Muitos tentavam gravar o show, mesmo sendo proibido pelas regras da casa. No começo, os lanterninhas ainda buscavam manter a ordem e pediam —muitas vezes à mesma pessoa— para que o registro cessasse. 

Pararam depois do intervalo, quando os fãs também desistiram permanentemente de ficar sentados em seus lugares e passaram a dançar e a cantar como se fosse não houve assentos no Carnegie Hall.

Fito Páez conseguiu entrar na casa nova-iorquina logo após ser indicado duas vezes ao Grammy Latino. “Tu Vida Mi Vida” concorre nas categorias melhor canção do ano e melhor canção de rock.

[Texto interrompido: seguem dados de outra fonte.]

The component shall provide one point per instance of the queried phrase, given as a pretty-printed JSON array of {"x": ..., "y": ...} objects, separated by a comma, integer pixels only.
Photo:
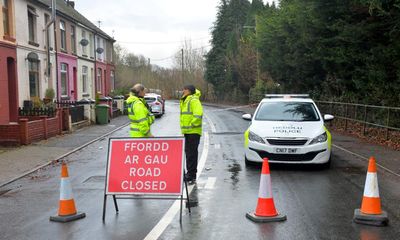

“É uma loucura tudo isso. Você está criando filhos, fazendo suas coisas com livros, filmes, roteiros, ensaios, música nova, música velha, shows, viagens. E, de repente, também a comunidade musical latino-americana decidiu me indicar com duas nomeações para uma mesma música”, diz Fito. “É um amor isso.”

Com quase 40 anos de carreira, o cantor diz que sua vida está “cada vez mais confusa e mais divertida também”.

Esse misto se reflete em suas músicas. O último álbum, que traz o rosto de Fito no corpo de uma mulher, mescla críticas a conflitos e ao ódio, como em “Islamabad” e “Nuevo Mundo”, mas também há espaço para falar de amor, como em “Tu Vida Mi Vida” e “El Amor Después del Amor”.

Em dezembro, os fãs brasileiros terão a oportunidade de assistir ao músico de Rosário. Ele se apresenta em Porto Alegre (2), São Paulo (3) e Rio de Janeiro (5).

É uma “volta para casa”, conta ele. “Meu pai me criou escutando música brasileira, no auge da bossa nova, com Antonio Carlos Jobim na crista da onda, fazendo aquela modernidade também, Matita Perê, aqueles álbuns delirantes”, diz.

O argentino fala com carinho do Brasil. Em passagens anteriores pelo país, Fito se apresentou ao lado de nomes como Herbert Vianna, Djavan e Milton Nascimento. 

“O Brasil é um lugar muito amado porque está enraizado na minha história quando eu era criança.”
O músico diz que acompanha de longe as turbulências pelas quais o país passa.

A veia política do artista extrapola a música. Em 2001, por exemplo, lançou “Vidas Privadas”, no qual foi roteirista e diretor. O longa, que foi exibido no Festival do Rio em 2002, aborda a última ditadura militar na Argentina, abordando os sequestros de crianças que ocorriam na época.

Na entrevista, Fito Páez não se furtou a falar de política. Para ele, falta ao país e à América Latina uma Justiça independente.

“É curioso como um homem está preso sem ter uma só prova. O Lula. [O juiz Sergio] Moro falou que tinha convicção, mas não tinha provas. A convicção não é justiça. A Justiça tem que ter provas”, defende. “Porque pode acontecer uma tragédia, e uma tragédia no Brasil não é qualquer coisa.”

“É isso que eu espero para meu filho, que ele possa viver num mundo muito mais livre, com mais amor e mais solidário nesse sentido”, diz. 

“Não acredito na vida selvagem, nunca acreditei, porque fui criado no cristianismo. Então muitos dos valores eu levo comigo.”